We also identify that a higher percentage of patients with MASLD develop HCC without pre‐existing cirrhosis; thus, they are not eligible for cancer surveillance. ¹² This may be driven by oncogenic factors including genetic susceptibility, ²² obesity, ²³ and type 2 diabetes, ²⁴ , ²⁵ as well as oxidative, inflammatory, and apoptotic changes associated with hepatic steatosis and insulin resistance. ²⁶ It is not practical to include all MASLD patients in HCC surveillance, and there is a need to risk stratify which patients with MASLD are at the greatest risk of HCC. Data from a large observational study of people participating in a health screening program found that serum liver enzyme levels can help stratify HCC risk, cirrhosis, ²⁷ cardiovascular comorbidities, and overall and cardiometabolic survival. ²⁸ The American Gastroenterology Association proposes that patients with MASLD with evidence of advanced liver fibrosis or cirrhosis, determined by combining at least two non‐invasive tests, undergo HCC screening. However, there are no data to support the suggested test cut‐offs. ²⁹ There is thus an unmet need to develop novel HCC risk prediction tools for people with MASLD. Most HCC risk models (PAGE‐B, ³⁰ Veterans Health Affairs model, ³¹ and aMAP ³² ) were developed in cohorts in which viral hepatitis was the predominant etiology. The natural history of viral and non‐viral liver diseases is different, and the estimates of HCC risk in a score developed for a hepatitis B population are unlikely to be applicable for an MASLD population. Consortia, including DeLIVER, focused on the discovery of novel biomarkers, may provide new knowledge. Any risk prediction tool should be tested in a randomized control trial with cost‐effective analysis, although we acknowledge the substantial sample size and time needed to demonstrate survival benefits.

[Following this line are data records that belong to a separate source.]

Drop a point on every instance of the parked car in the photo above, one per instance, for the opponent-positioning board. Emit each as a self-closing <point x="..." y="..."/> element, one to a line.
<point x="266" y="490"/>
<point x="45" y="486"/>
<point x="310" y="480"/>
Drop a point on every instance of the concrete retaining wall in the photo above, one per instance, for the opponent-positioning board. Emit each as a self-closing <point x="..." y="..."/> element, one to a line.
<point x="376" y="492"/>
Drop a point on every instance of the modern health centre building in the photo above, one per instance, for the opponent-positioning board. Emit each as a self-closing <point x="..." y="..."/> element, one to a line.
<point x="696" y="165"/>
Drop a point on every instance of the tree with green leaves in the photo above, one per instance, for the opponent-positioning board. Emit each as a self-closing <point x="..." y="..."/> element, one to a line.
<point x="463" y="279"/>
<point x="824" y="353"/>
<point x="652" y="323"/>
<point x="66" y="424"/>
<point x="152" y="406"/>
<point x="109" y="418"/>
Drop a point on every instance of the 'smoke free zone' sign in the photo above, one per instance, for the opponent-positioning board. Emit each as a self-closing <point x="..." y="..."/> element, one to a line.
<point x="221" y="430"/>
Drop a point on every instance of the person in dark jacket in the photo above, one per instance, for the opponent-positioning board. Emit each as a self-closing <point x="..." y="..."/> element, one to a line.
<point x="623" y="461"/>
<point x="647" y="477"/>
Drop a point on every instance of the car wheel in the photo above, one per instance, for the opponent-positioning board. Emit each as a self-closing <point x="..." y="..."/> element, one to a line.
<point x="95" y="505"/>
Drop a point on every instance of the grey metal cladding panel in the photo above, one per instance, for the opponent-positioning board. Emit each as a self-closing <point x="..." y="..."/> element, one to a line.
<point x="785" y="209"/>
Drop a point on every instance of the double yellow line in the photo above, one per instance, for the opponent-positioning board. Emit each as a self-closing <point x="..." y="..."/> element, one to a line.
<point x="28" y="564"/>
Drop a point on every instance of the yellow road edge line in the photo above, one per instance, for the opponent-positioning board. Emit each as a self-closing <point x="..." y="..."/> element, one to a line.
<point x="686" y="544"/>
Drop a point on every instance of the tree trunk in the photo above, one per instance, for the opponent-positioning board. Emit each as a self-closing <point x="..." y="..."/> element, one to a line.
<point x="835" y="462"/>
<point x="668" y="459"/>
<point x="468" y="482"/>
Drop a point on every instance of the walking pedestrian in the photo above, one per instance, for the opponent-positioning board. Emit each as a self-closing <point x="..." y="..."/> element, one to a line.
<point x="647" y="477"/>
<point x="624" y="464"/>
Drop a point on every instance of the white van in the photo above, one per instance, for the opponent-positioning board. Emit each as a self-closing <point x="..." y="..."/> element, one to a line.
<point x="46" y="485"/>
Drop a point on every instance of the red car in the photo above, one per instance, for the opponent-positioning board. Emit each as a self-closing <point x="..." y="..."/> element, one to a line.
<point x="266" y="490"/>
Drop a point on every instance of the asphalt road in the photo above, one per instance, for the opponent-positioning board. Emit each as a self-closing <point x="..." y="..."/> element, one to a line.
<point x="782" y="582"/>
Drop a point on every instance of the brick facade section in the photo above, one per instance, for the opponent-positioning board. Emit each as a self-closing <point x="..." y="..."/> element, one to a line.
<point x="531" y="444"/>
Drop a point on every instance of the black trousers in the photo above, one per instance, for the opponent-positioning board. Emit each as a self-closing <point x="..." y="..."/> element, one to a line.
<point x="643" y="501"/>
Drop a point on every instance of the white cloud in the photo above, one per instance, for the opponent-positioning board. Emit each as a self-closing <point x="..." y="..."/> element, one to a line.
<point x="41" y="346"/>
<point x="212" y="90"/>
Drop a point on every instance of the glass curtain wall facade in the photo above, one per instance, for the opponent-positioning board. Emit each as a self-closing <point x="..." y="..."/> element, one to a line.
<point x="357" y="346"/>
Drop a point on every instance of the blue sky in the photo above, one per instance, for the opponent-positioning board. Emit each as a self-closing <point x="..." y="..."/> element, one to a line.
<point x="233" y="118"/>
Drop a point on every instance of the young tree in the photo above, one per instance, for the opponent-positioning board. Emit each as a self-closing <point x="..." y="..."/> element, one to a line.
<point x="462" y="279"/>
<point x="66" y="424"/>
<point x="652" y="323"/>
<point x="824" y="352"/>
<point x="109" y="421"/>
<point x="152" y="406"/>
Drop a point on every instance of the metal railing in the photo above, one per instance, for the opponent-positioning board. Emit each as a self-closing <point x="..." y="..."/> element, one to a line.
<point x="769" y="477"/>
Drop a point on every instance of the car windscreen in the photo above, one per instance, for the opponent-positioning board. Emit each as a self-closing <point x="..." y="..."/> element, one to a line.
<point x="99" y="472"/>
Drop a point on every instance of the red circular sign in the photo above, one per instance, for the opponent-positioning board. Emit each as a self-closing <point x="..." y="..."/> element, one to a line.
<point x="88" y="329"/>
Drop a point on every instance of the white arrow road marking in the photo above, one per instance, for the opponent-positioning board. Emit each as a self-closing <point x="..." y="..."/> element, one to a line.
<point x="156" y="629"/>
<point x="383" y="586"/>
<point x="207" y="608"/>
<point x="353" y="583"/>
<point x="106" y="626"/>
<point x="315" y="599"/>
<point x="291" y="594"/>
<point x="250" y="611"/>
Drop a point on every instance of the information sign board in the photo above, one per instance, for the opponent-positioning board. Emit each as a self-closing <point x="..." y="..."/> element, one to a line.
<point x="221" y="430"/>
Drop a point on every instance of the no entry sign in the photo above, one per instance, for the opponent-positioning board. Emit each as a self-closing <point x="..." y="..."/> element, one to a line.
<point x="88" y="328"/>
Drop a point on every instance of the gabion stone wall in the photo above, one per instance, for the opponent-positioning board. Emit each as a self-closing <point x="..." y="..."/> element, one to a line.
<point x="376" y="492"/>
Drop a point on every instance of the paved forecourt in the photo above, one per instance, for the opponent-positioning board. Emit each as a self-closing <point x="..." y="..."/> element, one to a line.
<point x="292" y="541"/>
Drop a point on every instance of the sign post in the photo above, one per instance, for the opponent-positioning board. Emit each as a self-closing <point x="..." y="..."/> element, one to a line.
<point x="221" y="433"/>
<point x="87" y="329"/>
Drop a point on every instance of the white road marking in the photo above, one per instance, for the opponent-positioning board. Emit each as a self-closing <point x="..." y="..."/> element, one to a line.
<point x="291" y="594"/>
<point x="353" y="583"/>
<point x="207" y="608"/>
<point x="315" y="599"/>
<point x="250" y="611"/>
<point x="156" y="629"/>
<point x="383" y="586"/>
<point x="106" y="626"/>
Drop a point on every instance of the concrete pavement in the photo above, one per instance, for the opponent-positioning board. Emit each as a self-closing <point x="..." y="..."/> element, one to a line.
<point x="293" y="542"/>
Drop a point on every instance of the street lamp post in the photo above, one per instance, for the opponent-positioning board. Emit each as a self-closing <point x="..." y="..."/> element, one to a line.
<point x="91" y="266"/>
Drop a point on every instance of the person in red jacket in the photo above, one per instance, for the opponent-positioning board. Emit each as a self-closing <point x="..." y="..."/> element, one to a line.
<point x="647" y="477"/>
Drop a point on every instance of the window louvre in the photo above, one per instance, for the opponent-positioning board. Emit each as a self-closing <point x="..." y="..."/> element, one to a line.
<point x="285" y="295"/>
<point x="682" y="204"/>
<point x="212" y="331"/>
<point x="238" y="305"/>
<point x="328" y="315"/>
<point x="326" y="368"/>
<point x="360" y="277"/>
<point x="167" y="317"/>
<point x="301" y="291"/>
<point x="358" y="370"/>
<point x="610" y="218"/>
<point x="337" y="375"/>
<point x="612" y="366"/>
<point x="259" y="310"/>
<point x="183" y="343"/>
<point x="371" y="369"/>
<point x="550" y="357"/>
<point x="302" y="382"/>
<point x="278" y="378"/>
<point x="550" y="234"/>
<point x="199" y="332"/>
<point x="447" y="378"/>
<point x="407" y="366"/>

This study benefits from a well‐phenotyped cohort collated in a region with one of the highest rates of HCC and MASLD mortality in the UK. Over half of the data is prospective, and the dataset provides novel information on the barriers to HCC surveillance and a comprehensive description of liver disease and tumor stages. While some data were retrospective, there was no inherent selection bias as cases were identified through hepatopancreaticobiliary cancer multidisciplinary meeting records. While we did not identify a statistically significant difference in survival, we could not obtain the cause of death via electronic records and therefore could not analyze differences in HCC‐related deaths or other competing risks, including death from liver decompensation or cardiovascular disease (particularly relevant to people with MASLD). Given that patients with MASLD‐related HCC were diagnosed later, there is also the possibility of lead‐time bias. Finally, we could not reliably collect data on regular attendance for HCC surveillance scans, that is, physician referral and patient attendance, and this likely represents an additional barrier to early detection.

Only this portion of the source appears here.